Ancora un dramma di violenza domestica. A Varcaturo, frazione costiera di Giugliano, un uomo di 61 anni è stato arrestato dopo aver aggredito la moglie e la figlia. Proprio la 31enne, stanca di anni di botte e insulti, ha trovato la forza di chiamare i carabinieri.
Quando i militari sono arrivati sul posto, la scena era drammatica: la ragazza aveva il naso sanguinante, il volto gonfio e le labbra tumefatte, mentre la madre, 57 anni, mostrava lividi evidenti. La maglietta della giovane era macchiata di sangue.
Ad aprire la porta ai carabinieri è stato lo stesso aggressore, agitato e per nulla intimorito. La figlia ha provato a raccontare quanto appena accaduto, ma l’uomo l’ha interrotta con arroganza. Solo grazie alla calma del comandante della stazione, la donna ha trovato il coraggio di spiegare tutto: anni di maltrattamenti, minacce e umiliazioni, documentati anche da foto e video che ha mostrato ai militari.

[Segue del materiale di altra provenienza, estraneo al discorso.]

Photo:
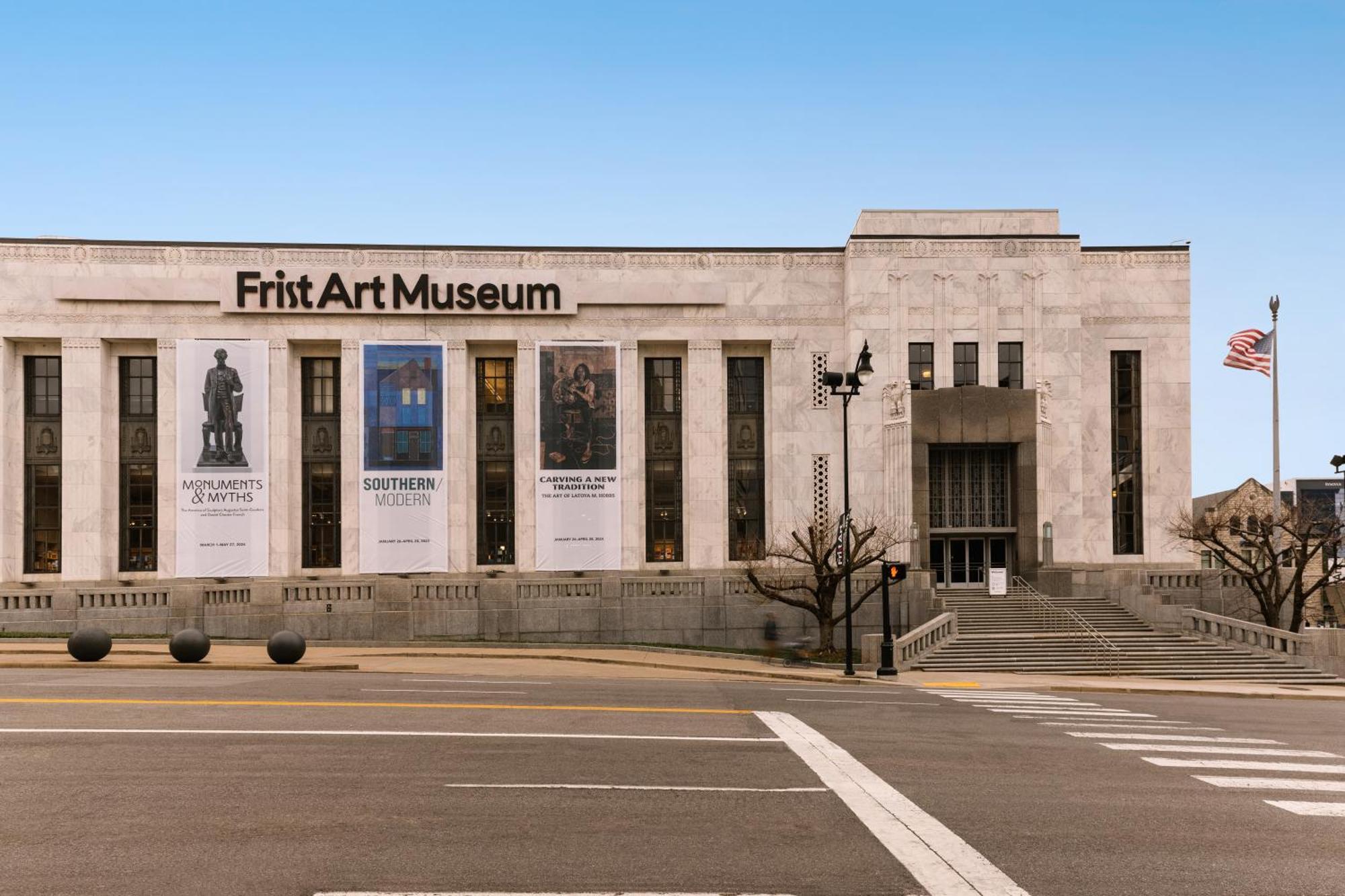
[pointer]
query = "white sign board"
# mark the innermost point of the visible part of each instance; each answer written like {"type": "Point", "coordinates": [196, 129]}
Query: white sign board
{"type": "Point", "coordinates": [579, 470]}
{"type": "Point", "coordinates": [223, 446]}
{"type": "Point", "coordinates": [403, 483]}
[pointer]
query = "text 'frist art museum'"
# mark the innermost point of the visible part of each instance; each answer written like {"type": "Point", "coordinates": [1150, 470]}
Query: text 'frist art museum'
{"type": "Point", "coordinates": [582, 443]}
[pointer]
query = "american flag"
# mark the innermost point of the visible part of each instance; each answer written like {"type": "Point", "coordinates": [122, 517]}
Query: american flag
{"type": "Point", "coordinates": [1250, 350]}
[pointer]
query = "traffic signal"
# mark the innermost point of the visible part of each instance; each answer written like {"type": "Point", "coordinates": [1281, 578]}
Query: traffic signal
{"type": "Point", "coordinates": [894, 572]}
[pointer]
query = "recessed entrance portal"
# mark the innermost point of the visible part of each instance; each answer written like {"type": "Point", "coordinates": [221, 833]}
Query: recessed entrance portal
{"type": "Point", "coordinates": [961, 561]}
{"type": "Point", "coordinates": [972, 522]}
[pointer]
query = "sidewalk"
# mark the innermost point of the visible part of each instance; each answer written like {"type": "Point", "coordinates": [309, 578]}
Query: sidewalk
{"type": "Point", "coordinates": [618, 662]}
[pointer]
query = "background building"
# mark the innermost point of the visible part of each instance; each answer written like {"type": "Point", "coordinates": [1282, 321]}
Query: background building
{"type": "Point", "coordinates": [1024, 381]}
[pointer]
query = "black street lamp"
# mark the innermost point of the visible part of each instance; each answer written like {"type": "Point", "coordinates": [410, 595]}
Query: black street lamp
{"type": "Point", "coordinates": [848, 386]}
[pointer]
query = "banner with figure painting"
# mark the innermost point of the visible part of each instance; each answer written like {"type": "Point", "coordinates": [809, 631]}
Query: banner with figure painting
{"type": "Point", "coordinates": [579, 477]}
{"type": "Point", "coordinates": [223, 446]}
{"type": "Point", "coordinates": [403, 483]}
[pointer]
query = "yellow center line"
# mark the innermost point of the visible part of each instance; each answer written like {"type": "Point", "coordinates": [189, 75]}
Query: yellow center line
{"type": "Point", "coordinates": [323, 704]}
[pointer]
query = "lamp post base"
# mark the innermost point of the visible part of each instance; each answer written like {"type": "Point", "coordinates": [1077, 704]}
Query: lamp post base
{"type": "Point", "coordinates": [886, 666]}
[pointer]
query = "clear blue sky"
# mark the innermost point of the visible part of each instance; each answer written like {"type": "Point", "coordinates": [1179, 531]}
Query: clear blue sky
{"type": "Point", "coordinates": [723, 124]}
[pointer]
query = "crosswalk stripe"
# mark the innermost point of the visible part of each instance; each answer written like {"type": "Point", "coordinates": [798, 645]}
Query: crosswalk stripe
{"type": "Point", "coordinates": [1245, 764]}
{"type": "Point", "coordinates": [1309, 809]}
{"type": "Point", "coordinates": [1194, 737]}
{"type": "Point", "coordinates": [1274, 783]}
{"type": "Point", "coordinates": [1230, 751]}
{"type": "Point", "coordinates": [1156, 725]}
{"type": "Point", "coordinates": [1113, 713]}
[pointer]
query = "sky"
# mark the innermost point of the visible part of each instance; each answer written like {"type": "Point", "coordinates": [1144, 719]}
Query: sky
{"type": "Point", "coordinates": [723, 124]}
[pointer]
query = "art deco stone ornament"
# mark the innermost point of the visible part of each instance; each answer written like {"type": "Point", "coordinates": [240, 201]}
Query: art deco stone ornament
{"type": "Point", "coordinates": [224, 403]}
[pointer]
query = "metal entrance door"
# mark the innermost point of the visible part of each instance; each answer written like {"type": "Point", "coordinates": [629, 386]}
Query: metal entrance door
{"type": "Point", "coordinates": [966, 563]}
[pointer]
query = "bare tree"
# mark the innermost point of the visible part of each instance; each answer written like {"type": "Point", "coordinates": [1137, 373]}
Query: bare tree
{"type": "Point", "coordinates": [1284, 563]}
{"type": "Point", "coordinates": [801, 567]}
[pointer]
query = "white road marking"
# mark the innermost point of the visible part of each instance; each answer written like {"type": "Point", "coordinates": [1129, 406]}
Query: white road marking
{"type": "Point", "coordinates": [872, 692]}
{"type": "Point", "coordinates": [886, 702]}
{"type": "Point", "coordinates": [1245, 764]}
{"type": "Point", "coordinates": [1195, 737]}
{"type": "Point", "coordinates": [434, 690]}
{"type": "Point", "coordinates": [1309, 809]}
{"type": "Point", "coordinates": [732, 790]}
{"type": "Point", "coordinates": [1028, 704]}
{"type": "Point", "coordinates": [1075, 712]}
{"type": "Point", "coordinates": [375, 733]}
{"type": "Point", "coordinates": [944, 862]}
{"type": "Point", "coordinates": [1229, 751]}
{"type": "Point", "coordinates": [1155, 724]}
{"type": "Point", "coordinates": [1273, 783]}
{"type": "Point", "coordinates": [364, 892]}
{"type": "Point", "coordinates": [473, 681]}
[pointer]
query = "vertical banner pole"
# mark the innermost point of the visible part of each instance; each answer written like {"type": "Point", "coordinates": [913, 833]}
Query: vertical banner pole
{"type": "Point", "coordinates": [1274, 389]}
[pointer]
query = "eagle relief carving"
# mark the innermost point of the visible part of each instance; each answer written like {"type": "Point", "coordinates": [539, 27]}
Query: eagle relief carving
{"type": "Point", "coordinates": [896, 399]}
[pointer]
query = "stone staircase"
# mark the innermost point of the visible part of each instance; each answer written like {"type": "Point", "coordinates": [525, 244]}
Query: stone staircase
{"type": "Point", "coordinates": [1023, 633]}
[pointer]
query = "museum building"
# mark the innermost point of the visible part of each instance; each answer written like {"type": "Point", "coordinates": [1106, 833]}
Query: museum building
{"type": "Point", "coordinates": [289, 412]}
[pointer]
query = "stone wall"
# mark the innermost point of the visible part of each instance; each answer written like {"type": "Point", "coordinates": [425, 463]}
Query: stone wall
{"type": "Point", "coordinates": [712, 611]}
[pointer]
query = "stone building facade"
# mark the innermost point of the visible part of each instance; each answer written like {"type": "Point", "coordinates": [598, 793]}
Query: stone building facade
{"type": "Point", "coordinates": [1024, 382]}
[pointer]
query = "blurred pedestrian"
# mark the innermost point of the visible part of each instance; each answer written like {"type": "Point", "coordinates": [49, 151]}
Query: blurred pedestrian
{"type": "Point", "coordinates": [771, 637]}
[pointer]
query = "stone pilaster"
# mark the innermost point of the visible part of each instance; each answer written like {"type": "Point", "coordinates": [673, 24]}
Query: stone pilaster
{"type": "Point", "coordinates": [81, 459]}
{"type": "Point", "coordinates": [284, 506]}
{"type": "Point", "coordinates": [11, 460]}
{"type": "Point", "coordinates": [631, 458]}
{"type": "Point", "coordinates": [707, 456]}
{"type": "Point", "coordinates": [166, 354]}
{"type": "Point", "coordinates": [352, 397]}
{"type": "Point", "coordinates": [896, 464]}
{"type": "Point", "coordinates": [459, 386]}
{"type": "Point", "coordinates": [789, 494]}
{"type": "Point", "coordinates": [525, 456]}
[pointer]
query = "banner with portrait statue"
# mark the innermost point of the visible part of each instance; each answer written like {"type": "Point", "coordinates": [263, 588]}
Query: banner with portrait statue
{"type": "Point", "coordinates": [223, 456]}
{"type": "Point", "coordinates": [579, 475]}
{"type": "Point", "coordinates": [403, 479]}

Il quadro emerso è pesantissimo: insulti (“sei brutta e grassa”), botte continue e perfino episodi di brutale violenza, come quando l’uomo arrivò a strappare il cuoio capelluto alla moglie, invalida.
Per lui sono scattate le manette con l’accusa di maltrattamenti in famiglia e lesioni aggravate. Per le due donne, invece, si apre adesso un percorso difficile ma necessario: quello della denuncia e della libertà da anni di terrore dentro le mura di casa.